June 4, 2013. Source: Thomas Content, The Journal Sentinel
The operator of a biomass power plant on the Mississippi River in Cassville will pay $150,000 to settle air pollution violations at the plant in recent years.
The fine was announced by state Attorney General J.B. Van Hollen after a stipulation to settle air pollution violations by the Department of Natural Resources. The operator of the plant, DTE Stoneman LLC, and the Department of Justice signed the agreement in Grant County circuit court.
DTE Energy Services of Ann Arbor, Mich., bought the plant in 2008 and converted it from burning coal to burning renewable wood waste and other forms of biomass. The biomass sources for power generation include green wood residue from forestry and tree trimming operations, railroad ties and demolition waste.
According to the complaint, DTE Stoneman had operated the plant in violation of its air pollution control permit and failed to build the facility into accordance with the application that was approved by the state Department of Natural Resources.
The plant began operating as a biomass power plant in 2010, selling its power to Dairyland Power Cooperative of La Crosse. The complaint also said the power plant failed to operate an air pollution control device to control small particle emissions during plant startups between Aug. 30, 2010, and Jan. 5, 2011. The complaint says fires took place "on multiple occasions" at the power plant's biomass storage piles, in violation of the state's open burning laws.

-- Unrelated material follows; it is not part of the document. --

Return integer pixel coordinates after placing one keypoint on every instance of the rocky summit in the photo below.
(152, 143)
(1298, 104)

A DNR warden saw dust from the plant at Cassville's high school and elementary school, as well as nearby homes and businesses, according to the complaint. Small particles are a public health concern because they can affect the heart and the lung and cause serious health effects, according to the DNR.

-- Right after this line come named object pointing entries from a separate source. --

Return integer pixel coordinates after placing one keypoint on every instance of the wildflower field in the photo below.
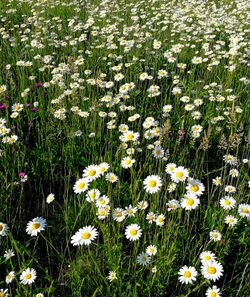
(125, 148)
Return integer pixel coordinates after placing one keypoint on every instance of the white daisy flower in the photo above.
(84, 236)
(244, 210)
(179, 174)
(190, 202)
(28, 276)
(152, 184)
(195, 187)
(133, 232)
(207, 256)
(227, 202)
(212, 270)
(151, 250)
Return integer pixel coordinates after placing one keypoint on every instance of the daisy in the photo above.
(84, 236)
(230, 189)
(195, 187)
(207, 256)
(35, 226)
(93, 195)
(215, 235)
(227, 202)
(143, 259)
(160, 220)
(133, 232)
(152, 184)
(9, 277)
(103, 212)
(81, 185)
(103, 167)
(244, 210)
(119, 214)
(171, 187)
(28, 276)
(190, 202)
(112, 276)
(102, 201)
(91, 172)
(179, 174)
(50, 198)
(187, 274)
(3, 229)
(151, 250)
(213, 292)
(111, 177)
(127, 162)
(173, 204)
(231, 220)
(212, 270)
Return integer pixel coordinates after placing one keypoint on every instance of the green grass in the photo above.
(53, 157)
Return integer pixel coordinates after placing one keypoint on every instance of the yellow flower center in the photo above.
(211, 270)
(207, 257)
(92, 195)
(28, 276)
(86, 235)
(190, 201)
(245, 210)
(187, 274)
(194, 188)
(102, 169)
(81, 185)
(152, 183)
(35, 226)
(179, 174)
(92, 172)
(130, 136)
(133, 232)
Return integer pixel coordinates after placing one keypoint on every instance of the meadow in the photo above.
(124, 144)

Randi Berris, a spokeswoman for DTE Energy, said the company disagreed with some of the DNR's initial violations but that it was pleased with the settlement. The Stoneman plant experienced mechanical and other problems during the startup and commissioning of the power plant, she said.

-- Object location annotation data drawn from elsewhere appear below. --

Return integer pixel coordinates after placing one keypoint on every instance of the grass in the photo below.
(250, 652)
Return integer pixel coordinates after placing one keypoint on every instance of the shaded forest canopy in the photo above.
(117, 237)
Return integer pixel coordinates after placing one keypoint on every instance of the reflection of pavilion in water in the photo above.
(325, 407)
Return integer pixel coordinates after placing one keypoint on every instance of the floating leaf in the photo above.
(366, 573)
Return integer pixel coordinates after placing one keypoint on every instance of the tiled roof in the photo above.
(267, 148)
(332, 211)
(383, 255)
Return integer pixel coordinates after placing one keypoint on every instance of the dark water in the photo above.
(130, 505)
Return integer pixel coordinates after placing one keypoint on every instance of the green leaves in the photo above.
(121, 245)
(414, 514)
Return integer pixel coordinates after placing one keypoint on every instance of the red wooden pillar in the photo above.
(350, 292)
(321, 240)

DTE has taken steps to improve the plant's performance, including not allowing large stockpiles of wood to build up, having vendors wet down wood that's being supplied, and replacing certain suppliers that were providing biomass that was too dusty, Berris said. "The concerns raised by the Wisconsin Department of Justice have all been addressed at this point, and we're operating in full compliance with the state's air pollution control laws," she said.